Récit d'un père. La naissance d'Ilan. Par Simon Grumet




Tu t’appelleras Ilan. Pour l’instant, ce n’est qu’un mot. Un prénom lu dans un livre. Je ne suis pas sûr… Je ne sais pas. Dans le ventre de ta mère, tu te prépares.Sais-tu ce que tu vas devoir traverser pour apparaître au monde ?As-tu hâte, le redoutes-tu, ou es-tu simplement dans la plus douce des insouciances ? Nous, nous t’attendons. L’attente se fait longue, et en même temps elle nous place déjà dans cet interstice qui caractérise l’espace-temps autour d’une naissance Nous sommes tous deux entièrement disponibles à t’accueillir. Nous t’attendons. L’attente se fait longue. Nous voulons que quelque chose se passe. Ça nous obsède. Nous sommes impatients. Non que je sois impatient de te découvrir, cette attente-là est un délice, mais quand l’heure se fait proche, ta venue au monde devient nécessité.Une nécessité pour que notre projet de t’accueillir ici, en toute simplicité, puisse ÊTRE. Pour que les grandes personnes ne se mettent pas à s’affoler et à vouloir « faire », être responsables, agir, intervenir, interférer, … tout gâcher… C’est cette crainte-là qui donne du poids à l’attente. La crainte du protocole. Nous on l’imagine bien notre petit protocole…Alors on attend. On y croit. On t’invite.


Et puis, tout arrive, en tempête.


L’épaisseur de l’air change, l’instinct se réveille. Les sens se mettent en alerte. L'événement est là.On ne peut plus douter. L’humeur s’alanguit. Ta mère se transforme.L’extérieur s’efface et se réduit à une autre dimension avec laquelle les liens s’amenuisent. Celle qui nous unit avec le monde, notre guide, Sybille, nous la savons pas loin. On est en contact. Elle veille.

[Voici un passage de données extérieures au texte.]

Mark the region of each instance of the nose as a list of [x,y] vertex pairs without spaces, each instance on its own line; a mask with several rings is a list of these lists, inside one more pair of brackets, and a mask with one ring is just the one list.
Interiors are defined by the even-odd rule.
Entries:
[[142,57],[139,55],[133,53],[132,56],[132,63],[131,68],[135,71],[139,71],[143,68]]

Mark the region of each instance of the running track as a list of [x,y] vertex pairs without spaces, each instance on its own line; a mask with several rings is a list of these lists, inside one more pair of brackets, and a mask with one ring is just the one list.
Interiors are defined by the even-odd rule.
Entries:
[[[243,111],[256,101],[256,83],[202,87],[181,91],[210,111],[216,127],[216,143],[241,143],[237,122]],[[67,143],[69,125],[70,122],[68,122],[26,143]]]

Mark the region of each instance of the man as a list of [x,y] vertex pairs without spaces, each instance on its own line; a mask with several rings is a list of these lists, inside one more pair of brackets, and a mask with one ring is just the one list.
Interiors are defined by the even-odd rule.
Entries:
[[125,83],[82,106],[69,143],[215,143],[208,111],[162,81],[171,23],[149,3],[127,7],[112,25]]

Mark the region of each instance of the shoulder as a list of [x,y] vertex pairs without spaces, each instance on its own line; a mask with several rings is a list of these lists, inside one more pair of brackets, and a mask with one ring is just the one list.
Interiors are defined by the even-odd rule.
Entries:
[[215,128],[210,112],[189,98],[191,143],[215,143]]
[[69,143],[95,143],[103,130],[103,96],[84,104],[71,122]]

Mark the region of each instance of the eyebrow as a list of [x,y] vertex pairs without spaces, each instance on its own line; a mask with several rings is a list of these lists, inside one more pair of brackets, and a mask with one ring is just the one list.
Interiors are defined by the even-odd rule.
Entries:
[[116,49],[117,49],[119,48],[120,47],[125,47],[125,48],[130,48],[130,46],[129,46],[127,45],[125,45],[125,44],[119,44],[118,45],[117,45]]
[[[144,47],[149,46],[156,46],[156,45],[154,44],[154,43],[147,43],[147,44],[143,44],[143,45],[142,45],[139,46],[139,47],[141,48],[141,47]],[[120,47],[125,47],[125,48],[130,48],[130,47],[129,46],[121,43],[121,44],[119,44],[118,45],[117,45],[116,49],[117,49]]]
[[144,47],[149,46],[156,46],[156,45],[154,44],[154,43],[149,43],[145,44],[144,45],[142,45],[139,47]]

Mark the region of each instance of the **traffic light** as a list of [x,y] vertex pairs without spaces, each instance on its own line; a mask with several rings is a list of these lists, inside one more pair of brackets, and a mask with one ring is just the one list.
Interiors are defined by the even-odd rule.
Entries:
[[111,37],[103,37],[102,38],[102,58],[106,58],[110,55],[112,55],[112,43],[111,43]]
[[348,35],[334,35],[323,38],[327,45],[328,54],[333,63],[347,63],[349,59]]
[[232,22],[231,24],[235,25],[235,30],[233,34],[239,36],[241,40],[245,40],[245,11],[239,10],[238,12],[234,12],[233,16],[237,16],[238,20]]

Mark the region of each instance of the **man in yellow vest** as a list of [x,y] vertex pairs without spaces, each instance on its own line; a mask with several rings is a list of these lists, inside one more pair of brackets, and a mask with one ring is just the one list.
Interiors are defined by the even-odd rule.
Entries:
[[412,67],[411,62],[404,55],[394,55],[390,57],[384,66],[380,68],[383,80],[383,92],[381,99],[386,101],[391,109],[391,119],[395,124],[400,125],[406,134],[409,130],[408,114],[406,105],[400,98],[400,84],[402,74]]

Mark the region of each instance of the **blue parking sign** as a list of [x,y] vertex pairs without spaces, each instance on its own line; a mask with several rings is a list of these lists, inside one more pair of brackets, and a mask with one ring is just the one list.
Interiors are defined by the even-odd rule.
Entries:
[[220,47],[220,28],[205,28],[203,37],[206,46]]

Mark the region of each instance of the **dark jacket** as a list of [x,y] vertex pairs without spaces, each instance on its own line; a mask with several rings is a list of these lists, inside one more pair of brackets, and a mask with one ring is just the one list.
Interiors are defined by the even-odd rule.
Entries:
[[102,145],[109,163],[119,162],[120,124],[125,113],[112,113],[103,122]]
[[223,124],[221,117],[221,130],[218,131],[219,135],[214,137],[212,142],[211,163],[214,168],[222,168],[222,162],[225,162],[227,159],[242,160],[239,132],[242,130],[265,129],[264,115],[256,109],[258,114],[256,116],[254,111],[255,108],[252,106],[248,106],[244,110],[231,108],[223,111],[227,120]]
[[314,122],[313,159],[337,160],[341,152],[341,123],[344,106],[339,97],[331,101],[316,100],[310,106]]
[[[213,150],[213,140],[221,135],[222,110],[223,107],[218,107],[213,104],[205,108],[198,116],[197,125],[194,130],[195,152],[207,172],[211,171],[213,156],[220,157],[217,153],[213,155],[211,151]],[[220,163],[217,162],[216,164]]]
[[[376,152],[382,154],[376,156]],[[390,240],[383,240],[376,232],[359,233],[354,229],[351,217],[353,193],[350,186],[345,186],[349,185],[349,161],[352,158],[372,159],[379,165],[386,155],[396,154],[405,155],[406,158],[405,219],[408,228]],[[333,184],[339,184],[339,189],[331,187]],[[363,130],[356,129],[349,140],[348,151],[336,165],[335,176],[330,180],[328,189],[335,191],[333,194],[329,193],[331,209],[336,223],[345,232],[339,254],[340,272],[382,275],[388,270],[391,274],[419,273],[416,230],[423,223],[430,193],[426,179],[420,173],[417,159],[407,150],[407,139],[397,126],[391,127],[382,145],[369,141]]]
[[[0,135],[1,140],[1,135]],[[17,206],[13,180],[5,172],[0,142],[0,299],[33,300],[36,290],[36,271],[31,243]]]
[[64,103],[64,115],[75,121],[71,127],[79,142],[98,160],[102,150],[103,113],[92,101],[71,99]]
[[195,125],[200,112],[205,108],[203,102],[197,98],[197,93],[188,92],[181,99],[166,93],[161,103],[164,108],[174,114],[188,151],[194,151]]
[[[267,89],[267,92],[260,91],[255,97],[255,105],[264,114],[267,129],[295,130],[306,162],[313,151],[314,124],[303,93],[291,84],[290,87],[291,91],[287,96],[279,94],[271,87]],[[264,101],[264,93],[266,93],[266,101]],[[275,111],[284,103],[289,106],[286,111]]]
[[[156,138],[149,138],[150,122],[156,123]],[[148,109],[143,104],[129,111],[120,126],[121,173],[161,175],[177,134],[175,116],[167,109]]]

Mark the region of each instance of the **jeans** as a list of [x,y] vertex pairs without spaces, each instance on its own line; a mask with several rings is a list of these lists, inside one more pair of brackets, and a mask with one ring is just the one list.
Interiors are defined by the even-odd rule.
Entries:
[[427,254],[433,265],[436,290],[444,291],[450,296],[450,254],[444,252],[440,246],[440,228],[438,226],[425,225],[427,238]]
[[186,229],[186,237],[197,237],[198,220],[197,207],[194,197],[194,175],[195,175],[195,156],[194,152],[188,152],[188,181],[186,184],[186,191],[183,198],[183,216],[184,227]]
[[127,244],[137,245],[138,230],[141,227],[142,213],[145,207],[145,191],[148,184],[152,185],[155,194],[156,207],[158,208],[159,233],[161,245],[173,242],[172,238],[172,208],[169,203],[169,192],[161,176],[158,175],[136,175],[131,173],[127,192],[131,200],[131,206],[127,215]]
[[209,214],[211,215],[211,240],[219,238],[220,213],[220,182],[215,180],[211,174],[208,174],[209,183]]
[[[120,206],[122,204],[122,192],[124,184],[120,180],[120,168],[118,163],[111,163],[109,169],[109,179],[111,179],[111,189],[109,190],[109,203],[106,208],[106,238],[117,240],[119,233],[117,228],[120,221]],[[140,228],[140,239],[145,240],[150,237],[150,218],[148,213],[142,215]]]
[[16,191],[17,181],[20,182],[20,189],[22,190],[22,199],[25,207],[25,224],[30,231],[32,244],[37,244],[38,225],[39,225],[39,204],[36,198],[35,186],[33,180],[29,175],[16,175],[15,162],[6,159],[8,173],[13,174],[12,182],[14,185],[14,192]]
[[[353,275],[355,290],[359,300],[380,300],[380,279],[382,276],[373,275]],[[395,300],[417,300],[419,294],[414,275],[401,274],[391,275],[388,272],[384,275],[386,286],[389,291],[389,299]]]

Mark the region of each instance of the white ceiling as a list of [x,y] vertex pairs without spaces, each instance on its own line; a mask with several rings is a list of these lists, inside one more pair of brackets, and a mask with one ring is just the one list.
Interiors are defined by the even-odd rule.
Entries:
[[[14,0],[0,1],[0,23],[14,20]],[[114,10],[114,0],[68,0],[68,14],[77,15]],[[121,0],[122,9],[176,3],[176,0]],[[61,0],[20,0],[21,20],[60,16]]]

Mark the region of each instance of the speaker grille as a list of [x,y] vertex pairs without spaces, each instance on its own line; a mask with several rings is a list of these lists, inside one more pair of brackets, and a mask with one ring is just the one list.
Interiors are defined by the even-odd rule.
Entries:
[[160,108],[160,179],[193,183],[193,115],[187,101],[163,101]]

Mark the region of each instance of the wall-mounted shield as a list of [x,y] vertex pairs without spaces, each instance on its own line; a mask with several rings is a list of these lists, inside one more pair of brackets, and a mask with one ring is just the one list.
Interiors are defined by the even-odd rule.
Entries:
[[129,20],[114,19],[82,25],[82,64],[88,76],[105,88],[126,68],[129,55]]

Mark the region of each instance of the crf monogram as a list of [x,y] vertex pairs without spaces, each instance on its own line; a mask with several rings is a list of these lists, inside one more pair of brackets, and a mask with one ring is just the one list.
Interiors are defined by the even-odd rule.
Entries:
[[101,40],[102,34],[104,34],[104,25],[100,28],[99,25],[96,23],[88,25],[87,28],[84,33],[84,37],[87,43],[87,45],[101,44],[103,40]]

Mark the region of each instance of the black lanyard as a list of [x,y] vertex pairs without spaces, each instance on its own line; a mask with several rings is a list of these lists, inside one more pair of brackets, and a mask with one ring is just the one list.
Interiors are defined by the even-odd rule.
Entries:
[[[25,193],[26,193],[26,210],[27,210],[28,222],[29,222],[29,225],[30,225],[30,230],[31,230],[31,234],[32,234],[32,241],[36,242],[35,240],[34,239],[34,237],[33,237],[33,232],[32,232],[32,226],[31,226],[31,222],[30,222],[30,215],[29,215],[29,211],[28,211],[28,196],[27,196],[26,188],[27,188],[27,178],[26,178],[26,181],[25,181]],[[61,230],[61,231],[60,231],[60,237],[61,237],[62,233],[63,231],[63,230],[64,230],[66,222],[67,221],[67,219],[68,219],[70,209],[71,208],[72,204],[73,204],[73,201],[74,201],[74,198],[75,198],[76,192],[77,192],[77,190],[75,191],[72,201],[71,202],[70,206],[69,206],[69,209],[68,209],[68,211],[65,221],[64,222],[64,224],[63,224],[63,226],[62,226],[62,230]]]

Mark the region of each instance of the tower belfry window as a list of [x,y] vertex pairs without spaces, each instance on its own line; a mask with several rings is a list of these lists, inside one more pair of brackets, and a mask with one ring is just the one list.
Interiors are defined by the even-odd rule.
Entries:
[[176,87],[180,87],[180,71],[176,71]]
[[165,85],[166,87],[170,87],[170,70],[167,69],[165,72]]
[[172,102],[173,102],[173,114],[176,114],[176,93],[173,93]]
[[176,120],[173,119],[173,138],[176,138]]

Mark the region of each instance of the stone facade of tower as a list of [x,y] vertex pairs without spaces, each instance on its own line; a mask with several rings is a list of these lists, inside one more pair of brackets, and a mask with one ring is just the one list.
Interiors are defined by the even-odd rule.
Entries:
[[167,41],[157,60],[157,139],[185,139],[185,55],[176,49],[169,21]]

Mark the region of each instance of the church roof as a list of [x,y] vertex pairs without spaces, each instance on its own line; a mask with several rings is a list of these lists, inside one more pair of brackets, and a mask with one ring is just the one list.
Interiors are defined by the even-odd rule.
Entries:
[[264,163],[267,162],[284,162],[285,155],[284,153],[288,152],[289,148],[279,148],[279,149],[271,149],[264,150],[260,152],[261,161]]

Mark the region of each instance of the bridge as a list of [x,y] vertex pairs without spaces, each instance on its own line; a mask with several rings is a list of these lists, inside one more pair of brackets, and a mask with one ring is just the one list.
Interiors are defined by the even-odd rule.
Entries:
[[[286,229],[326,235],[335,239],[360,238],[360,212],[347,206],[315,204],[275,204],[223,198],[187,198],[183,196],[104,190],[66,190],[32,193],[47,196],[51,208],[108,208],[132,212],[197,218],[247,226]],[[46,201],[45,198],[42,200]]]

Et la transformation continue. Sortie de bain, tout est prêt. L’atmosphère propice s’est mise en place d’elle-même. Lumière douce, chaleur, sérénité en perfusion. Respire… Que vis-tu ? Où en es-tu ? T’en remets-tu à la vie ou es-tu dans l’action, dans l’effort, dans l’intention ?Moi, ton Papa, puis-je t’aider ? Des mémoires m’accompagnent, je crois. Celles des ancêtres, celles du règne animal, de l’ensemble du vivant. Être là, pleinement. Faire bloc avec ma femelle. Ne plus défaire le contact. Être la force qui rassure, la douceur qui enveloppe. La confiance. Je ne sais pas ce que tu envoies à ta mère, en intraveineuse, et ce qui relève de ses propres ressources, mais ce qui se joue là me dépasse complétement. Je me sentirais éternellement petit et humble devant une femme qui accouche. Ce n’est plus un corps que j’étreins, c’est un canal tellurique. Je ne peux m’en décoller et reçois tout de plein fouet. Le tremblement, la secousse. Le déferlement par vagues qui me donne tout mon rôle et exige toute ma présence, toute ma chaleur, tout mon dévouement. Le corps de ta Maman est une montagne immense de courage et de force, un torrent de fluide. Un volcan en éruption.Je m’en nourris pour rester dans l’instant. La décision de ne pas briser cette transe tombe comme une évidence. Nous t’accueillons tous les deux car tout nous y invite. La confiance n’est pas conscientisée. Nous somme la confiance. Nous sommes l’énergie du vivant, et ce moment est fait pour que tu viennes au monde.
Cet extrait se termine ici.